Ross saw at once which way the flagseller had passed. One of a pair of cut glass and mahogany doors still swung gently beneath the sign ‘Stalls’. He pushed his way through them to the gently inclined corridor beyond. Two similar doors, admitting a greenish twilight, were at the further end. He walked to them and peered cautiously through the glass.
What had been the ground floor of the cinema was now stripped of seats. Ross saw rows of dark slabs, each surmounted with its pyramidal cowling, stretching away into the gloom. Only the three nearest billiard tables were in use. Scattered snooker balls shone like multi-coloured globular flowers on their bright baize lawns. Here and there a face blossomed yellowly among them, squinting along a cue.

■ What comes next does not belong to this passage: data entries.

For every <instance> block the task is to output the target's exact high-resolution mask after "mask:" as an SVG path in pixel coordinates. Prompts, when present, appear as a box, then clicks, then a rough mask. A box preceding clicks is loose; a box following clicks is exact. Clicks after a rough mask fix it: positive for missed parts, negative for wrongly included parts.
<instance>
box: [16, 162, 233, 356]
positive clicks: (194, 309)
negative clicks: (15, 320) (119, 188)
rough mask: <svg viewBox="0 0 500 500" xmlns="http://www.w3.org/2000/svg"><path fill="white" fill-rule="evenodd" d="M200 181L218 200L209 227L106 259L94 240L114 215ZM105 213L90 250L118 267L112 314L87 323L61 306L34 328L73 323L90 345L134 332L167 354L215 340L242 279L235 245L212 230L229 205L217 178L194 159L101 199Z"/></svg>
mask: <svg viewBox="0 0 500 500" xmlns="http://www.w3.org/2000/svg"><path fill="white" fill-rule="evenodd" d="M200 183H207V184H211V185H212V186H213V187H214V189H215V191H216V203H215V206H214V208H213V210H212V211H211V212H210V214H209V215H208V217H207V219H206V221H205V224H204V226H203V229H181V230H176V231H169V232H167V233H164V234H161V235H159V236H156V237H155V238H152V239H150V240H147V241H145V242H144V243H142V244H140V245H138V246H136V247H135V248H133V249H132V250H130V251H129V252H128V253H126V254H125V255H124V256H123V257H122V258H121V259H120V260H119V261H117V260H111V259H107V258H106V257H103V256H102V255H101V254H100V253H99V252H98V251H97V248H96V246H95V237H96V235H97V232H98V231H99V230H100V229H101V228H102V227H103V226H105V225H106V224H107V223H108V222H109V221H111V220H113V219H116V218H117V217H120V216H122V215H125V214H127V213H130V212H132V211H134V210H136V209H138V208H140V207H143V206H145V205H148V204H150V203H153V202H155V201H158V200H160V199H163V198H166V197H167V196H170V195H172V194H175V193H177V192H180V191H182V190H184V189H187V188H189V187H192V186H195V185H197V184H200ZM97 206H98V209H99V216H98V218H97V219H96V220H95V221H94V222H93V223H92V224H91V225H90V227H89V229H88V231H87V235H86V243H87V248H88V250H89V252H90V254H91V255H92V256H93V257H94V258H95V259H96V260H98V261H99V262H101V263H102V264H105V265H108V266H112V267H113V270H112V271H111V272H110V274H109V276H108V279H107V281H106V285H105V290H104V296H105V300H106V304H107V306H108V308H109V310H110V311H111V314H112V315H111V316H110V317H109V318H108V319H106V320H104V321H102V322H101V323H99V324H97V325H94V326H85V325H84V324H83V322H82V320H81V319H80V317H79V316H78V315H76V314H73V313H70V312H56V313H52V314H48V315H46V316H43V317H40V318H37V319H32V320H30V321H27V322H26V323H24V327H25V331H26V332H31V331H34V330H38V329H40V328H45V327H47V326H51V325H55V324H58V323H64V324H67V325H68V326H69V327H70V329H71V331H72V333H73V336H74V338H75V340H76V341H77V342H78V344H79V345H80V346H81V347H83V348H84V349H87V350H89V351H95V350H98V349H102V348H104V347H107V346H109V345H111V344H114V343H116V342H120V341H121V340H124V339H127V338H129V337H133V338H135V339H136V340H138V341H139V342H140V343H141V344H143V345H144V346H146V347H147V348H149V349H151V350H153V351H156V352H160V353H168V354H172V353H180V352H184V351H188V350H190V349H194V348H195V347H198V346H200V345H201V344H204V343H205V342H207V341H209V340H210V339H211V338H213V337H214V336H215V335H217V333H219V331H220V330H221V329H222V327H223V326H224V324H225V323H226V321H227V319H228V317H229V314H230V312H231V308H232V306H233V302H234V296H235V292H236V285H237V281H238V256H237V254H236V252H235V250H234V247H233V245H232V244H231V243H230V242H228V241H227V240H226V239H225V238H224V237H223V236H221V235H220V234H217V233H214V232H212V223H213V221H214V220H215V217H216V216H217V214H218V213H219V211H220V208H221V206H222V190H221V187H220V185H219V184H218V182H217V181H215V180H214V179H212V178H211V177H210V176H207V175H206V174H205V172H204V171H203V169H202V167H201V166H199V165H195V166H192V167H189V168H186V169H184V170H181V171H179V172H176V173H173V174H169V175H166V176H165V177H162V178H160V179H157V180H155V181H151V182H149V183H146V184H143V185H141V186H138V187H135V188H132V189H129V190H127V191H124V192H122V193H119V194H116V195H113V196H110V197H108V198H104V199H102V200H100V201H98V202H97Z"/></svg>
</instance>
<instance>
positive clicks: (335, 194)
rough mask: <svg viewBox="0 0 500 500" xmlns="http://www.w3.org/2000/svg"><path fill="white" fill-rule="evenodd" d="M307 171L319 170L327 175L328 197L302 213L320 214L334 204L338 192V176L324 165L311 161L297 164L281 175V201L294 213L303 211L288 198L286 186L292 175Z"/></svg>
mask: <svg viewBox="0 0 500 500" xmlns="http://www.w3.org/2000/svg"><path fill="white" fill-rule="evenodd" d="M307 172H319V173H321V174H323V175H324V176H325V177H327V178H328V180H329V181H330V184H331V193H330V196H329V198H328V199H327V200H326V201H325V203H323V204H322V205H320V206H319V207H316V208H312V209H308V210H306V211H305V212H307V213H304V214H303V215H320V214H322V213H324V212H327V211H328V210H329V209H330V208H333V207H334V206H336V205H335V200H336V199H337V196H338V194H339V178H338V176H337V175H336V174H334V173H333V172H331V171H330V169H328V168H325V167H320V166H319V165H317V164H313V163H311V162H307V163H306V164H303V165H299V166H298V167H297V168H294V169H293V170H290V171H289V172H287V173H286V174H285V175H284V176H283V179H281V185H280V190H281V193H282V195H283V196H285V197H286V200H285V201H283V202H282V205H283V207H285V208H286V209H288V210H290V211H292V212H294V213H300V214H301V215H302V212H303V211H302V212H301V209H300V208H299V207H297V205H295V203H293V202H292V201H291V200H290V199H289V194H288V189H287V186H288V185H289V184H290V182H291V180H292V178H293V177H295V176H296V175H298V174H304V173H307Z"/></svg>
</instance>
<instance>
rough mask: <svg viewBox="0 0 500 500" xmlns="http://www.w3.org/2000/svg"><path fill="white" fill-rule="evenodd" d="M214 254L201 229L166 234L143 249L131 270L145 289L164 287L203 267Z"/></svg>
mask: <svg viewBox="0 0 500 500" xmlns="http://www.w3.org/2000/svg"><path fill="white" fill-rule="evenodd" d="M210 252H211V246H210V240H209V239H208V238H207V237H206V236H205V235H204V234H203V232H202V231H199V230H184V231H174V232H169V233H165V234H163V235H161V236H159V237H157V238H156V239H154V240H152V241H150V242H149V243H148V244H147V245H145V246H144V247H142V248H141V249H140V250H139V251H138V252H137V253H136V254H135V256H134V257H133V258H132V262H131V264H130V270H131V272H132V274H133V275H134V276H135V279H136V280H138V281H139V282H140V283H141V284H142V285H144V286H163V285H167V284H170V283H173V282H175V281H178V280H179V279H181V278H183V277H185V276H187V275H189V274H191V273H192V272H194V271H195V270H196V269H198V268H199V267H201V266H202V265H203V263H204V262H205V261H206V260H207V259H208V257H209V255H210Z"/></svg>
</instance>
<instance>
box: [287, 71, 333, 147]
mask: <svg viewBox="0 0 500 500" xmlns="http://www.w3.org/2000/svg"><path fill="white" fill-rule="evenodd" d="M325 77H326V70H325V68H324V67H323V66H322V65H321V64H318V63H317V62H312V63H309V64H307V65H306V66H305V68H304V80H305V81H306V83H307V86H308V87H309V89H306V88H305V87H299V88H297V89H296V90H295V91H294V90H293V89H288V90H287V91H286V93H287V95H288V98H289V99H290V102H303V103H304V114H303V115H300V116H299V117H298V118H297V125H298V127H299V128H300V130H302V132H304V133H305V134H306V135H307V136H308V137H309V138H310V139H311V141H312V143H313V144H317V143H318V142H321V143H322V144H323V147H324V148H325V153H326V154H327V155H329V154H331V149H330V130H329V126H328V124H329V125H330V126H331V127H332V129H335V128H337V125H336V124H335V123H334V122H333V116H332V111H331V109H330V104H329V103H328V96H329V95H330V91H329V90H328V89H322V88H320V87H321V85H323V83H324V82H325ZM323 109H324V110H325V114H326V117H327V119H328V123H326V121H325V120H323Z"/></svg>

Watchers of the play—Ross guessed their number to be about two dozen—were i
nvested with a sinister anonymity: the light from the tables fell only upon their trunks and arms. When comments were made, and they were terse and infrequent, it was quite impossible to judge who had spoken.
Ross squeezed into the hall and moved to one side of the doorway. His arrival, if it had been heeded, went unchallenged. Looking to his left, he saw that a long counter had been built against perhaps half the length of the rear wall. Two small shaded bulbs, in conformity with the general scheme of dimness, showed rows of cues, a clock and a table-booking board. Standing behind the counter was a man with thin, sandy hair who was scrutinizing, apparently with difficulty, a newspaper that he had folded to the area of a prayer book.
Ross edged casually along the counter. When he was quite near, the man looked up sharply.